What is a common way to return the result of method call in Python class?


I have a class in Python which trains a model for the given data:

class Model(object):
    def __init__(self, data):
        self.data = data
        self.result = None

    def train(self):
        ... some codes for training the model ...
        self.result = ...

Once I create a Model object,

myModel = Model(myData)

the model is not trained. Then I can call the train method to initiate the training:

myModel.train()

Then myModel.result will be updated in-place.

Also, I could re-write the train method as:

def train(self):
    ... some code for training the model ...
    result = ...
    # avoid update in-place
    trainedModel = copy.copy(self)
    trainedModel.result = result
    return trainedModel

In this way, by calling myTrainedModel = myModel.train() I have a new object and the state of the original myModel is not changed.

My question is: Which is a more common way to store the returned result from a method in a class?


Solution

  • My question is: Which is a more common way to store the returned result from a method in a class?

    It's really hard to say here. Your example narrows it down to a very specific use case, and even if it was broader, an answer perfectly devoid of subjectivity would probably be impossible to find.

    Nevertheless, I might be able to provide some info that could help you guide your decisions.

    Pure Functions

    Pure functions are functions that trigger no side-effects. They don't modify any state outside of the function. They're generally known to be some of the easiest types of functions to use correctly, since side effects are a common tripping point in development ("Which part of this system caused this state to change to this?") A function that has zero side effects offers little to trip over.

    Your second version is a pure function. It has no side effects: it returns a newly-trained Model. It doesn't affect anything that already exists.

    Pure functions are also inherently thread-safe. Since they modify no shared state, they're extremely friendly to a concurrent paradigm.

    Side Effects

    Nevertheless, a function that triggers side effects is often a practical necessity in many programs. From a single-threaded efficiency perspective, any function that faces the choice between modifying a complex state or returning a whole new one can be significantly bottlenecked by doing the latter.

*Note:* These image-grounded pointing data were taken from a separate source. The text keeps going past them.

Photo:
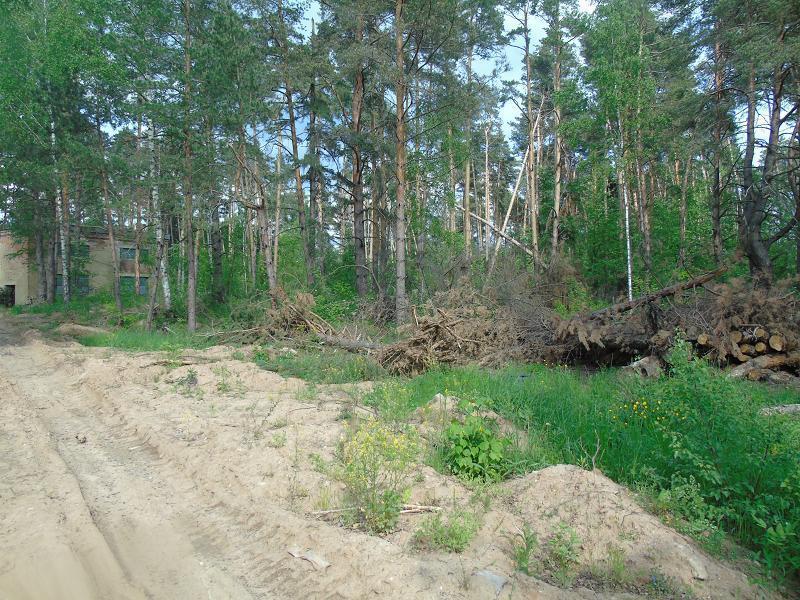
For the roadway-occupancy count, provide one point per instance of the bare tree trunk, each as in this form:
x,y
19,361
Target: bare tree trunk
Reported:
x,y
136,206
217,284
301,196
62,216
753,209
486,185
684,209
719,126
191,289
278,203
401,300
557,144
451,210
468,173
39,235
263,226
160,269
622,189
51,256
358,169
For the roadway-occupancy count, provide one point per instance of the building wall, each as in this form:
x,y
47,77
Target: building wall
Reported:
x,y
16,269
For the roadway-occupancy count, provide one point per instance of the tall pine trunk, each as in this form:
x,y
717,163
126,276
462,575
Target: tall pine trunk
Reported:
x,y
401,300
191,255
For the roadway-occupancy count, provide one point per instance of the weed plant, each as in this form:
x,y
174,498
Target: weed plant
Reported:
x,y
694,440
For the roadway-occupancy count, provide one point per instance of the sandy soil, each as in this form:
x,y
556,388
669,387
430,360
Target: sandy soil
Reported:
x,y
195,476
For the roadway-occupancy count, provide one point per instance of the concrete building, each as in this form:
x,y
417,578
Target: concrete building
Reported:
x,y
92,266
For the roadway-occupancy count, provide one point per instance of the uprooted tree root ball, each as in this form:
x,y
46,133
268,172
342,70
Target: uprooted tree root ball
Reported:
x,y
730,324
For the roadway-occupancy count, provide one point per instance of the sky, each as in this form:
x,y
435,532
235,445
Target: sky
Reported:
x,y
510,55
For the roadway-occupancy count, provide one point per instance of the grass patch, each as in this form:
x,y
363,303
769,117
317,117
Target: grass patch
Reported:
x,y
452,534
320,365
87,310
694,440
143,341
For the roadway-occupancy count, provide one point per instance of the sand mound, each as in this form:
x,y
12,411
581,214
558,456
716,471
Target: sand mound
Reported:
x,y
76,330
607,518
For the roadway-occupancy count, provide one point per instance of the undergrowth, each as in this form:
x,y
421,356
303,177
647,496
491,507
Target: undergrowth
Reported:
x,y
320,365
694,441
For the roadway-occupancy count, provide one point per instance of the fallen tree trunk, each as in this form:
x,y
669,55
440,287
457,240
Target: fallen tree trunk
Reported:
x,y
662,293
784,409
767,361
502,234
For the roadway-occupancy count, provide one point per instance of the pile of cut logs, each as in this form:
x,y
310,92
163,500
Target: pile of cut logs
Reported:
x,y
750,341
764,355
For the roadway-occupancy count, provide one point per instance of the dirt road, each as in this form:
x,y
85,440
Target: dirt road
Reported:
x,y
196,476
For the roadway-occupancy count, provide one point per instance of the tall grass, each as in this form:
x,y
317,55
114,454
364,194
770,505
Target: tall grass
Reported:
x,y
694,439
321,365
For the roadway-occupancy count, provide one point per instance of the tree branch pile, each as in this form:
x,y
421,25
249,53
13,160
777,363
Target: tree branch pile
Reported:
x,y
756,330
462,327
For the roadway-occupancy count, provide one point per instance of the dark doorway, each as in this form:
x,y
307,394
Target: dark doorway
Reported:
x,y
7,294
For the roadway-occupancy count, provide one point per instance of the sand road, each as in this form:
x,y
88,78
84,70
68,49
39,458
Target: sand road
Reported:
x,y
196,476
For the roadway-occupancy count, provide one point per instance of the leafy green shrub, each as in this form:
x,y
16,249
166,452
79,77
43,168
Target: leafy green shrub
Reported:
x,y
474,450
524,545
561,556
695,434
321,365
733,458
453,534
375,462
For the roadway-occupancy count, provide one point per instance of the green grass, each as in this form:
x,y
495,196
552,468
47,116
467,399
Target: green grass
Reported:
x,y
96,309
321,365
143,341
694,439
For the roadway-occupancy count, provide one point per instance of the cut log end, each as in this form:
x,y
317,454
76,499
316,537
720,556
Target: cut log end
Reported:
x,y
777,342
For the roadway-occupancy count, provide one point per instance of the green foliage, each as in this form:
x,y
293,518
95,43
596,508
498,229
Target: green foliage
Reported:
x,y
374,464
694,440
561,554
143,341
474,450
452,534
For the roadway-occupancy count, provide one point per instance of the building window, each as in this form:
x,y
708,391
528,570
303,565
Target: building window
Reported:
x,y
127,285
80,286
83,286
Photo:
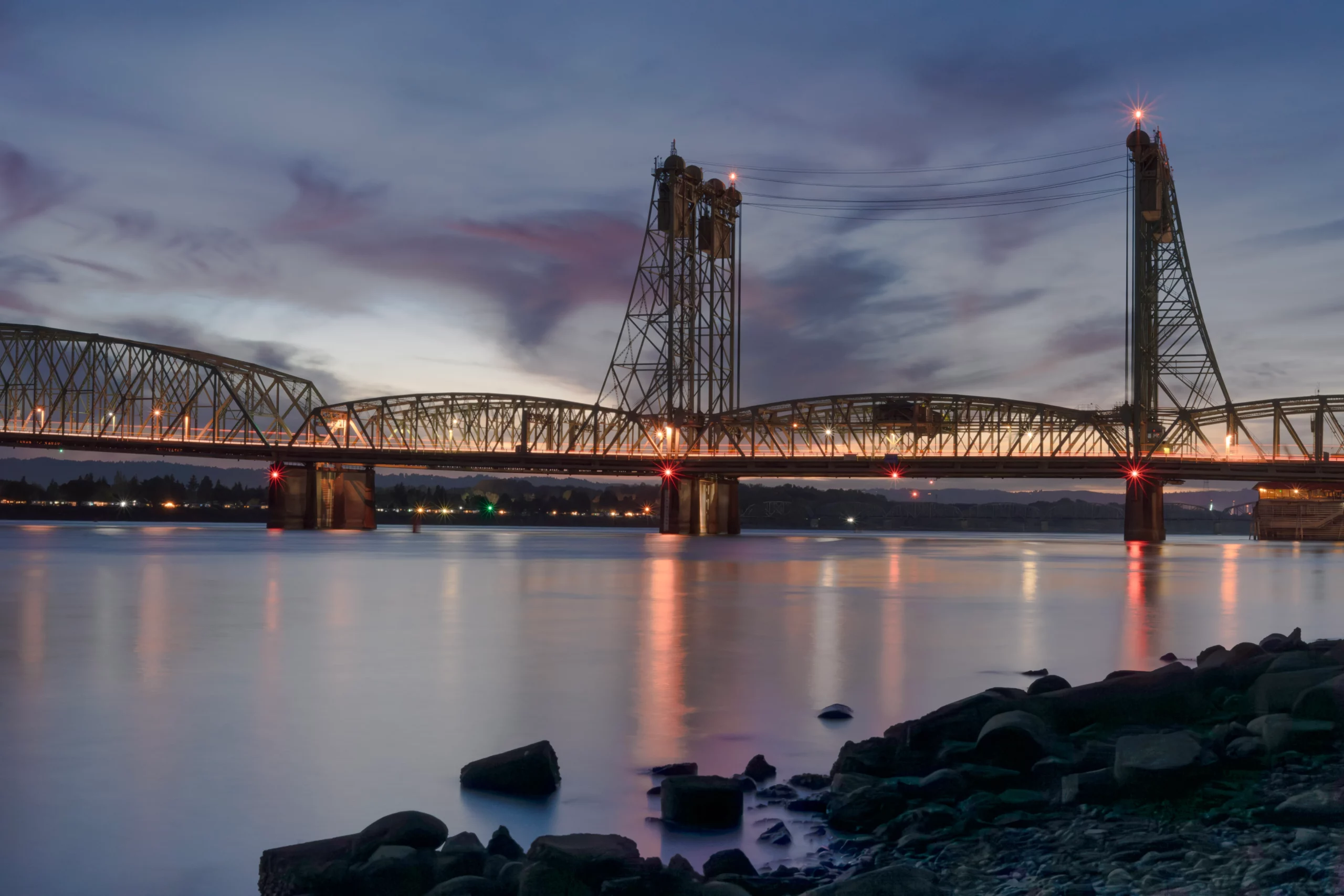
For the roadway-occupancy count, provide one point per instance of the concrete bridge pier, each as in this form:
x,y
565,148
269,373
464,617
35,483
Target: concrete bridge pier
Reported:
x,y
1144,511
322,496
699,505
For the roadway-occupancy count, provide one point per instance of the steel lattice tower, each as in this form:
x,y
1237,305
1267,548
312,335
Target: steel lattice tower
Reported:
x,y
678,352
1171,355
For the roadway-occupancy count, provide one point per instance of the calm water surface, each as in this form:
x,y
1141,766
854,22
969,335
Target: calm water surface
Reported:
x,y
176,699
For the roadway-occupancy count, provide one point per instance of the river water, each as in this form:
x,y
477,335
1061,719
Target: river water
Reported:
x,y
176,699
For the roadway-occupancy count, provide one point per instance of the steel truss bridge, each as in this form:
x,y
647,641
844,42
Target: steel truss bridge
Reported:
x,y
674,383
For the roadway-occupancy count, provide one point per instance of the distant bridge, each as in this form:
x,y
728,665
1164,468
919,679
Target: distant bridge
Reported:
x,y
671,399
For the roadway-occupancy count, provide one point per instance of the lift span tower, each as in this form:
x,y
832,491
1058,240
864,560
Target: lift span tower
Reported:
x,y
671,407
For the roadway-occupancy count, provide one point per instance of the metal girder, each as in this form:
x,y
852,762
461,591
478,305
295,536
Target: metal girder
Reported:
x,y
62,383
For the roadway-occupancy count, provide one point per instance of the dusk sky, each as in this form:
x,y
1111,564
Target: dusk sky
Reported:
x,y
440,196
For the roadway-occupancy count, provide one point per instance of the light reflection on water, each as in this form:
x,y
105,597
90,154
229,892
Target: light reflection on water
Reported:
x,y
176,699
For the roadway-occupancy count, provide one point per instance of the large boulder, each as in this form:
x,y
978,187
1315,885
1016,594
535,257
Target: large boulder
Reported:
x,y
502,844
1159,762
1014,739
1324,700
288,871
729,861
1278,691
1160,696
702,801
527,772
1283,733
759,769
863,809
592,859
414,829
893,880
1235,668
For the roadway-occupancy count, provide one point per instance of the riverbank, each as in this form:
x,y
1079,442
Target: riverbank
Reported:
x,y
1215,775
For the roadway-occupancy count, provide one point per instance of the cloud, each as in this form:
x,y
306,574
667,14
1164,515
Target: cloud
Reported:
x,y
1095,335
26,188
536,269
281,356
1296,237
323,202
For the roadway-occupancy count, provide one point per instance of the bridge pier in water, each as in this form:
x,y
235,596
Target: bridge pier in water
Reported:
x,y
322,496
699,505
1144,510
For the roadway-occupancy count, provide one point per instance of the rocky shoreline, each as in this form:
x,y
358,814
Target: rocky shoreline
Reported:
x,y
1220,777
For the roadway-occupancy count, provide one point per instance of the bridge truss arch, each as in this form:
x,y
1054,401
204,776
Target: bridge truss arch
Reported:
x,y
84,390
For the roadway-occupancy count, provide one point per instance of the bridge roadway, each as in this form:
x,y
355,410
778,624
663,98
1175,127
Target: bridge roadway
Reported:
x,y
81,392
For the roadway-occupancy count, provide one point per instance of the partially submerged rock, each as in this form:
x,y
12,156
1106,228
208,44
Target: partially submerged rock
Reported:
x,y
527,772
1159,762
836,711
702,801
759,769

    Imagine, as a gross case, a function that plots one pixel on an image returning a whole new image with a pixel plotted to it instead of modifying the one you pass in. That would tend to immediately become a significant bottleneck. On the other hand, if the result we're returning is not complex (ex: just an integer or very simple aggregate), often the pure function is even faster.

    So functions that trigger a side effect (ideally only one logical side effect to avoid becoming a confusing source of bugs) are often a practical necessity in some cases when the results are complex and expensive to create.

    Pure or "Impure"

    So the choice here kind of boils down to a pure function or "impure" function that has one side effect. Since we're dealing with an object-oriented scenario, another way to look at this is mutability vs. immutability (which often has similar differences to pure and "impure" functions). We can train a Model or create and return a trained Model without touching an existing one.

    The choice of which might be "better" would depend on what you are after. If safety and maintainability are your goals, the pure version might help a bit more. If the cost of creating and returning a new model is expensive and efficiency is your primary goal, training an existing model might help you avoid a bottleneck.

    If in doubt, I would suggest the pure version generally. Qualities like safety and maintainability that improve productivity tend to come first before worrying about performance. Later you can grab a profiler and drill down to your hotspots, and if you find that returning whole new trained models is a bottleneck, you could, say, add a new method to train a model in-place which you use for your most critical code paths.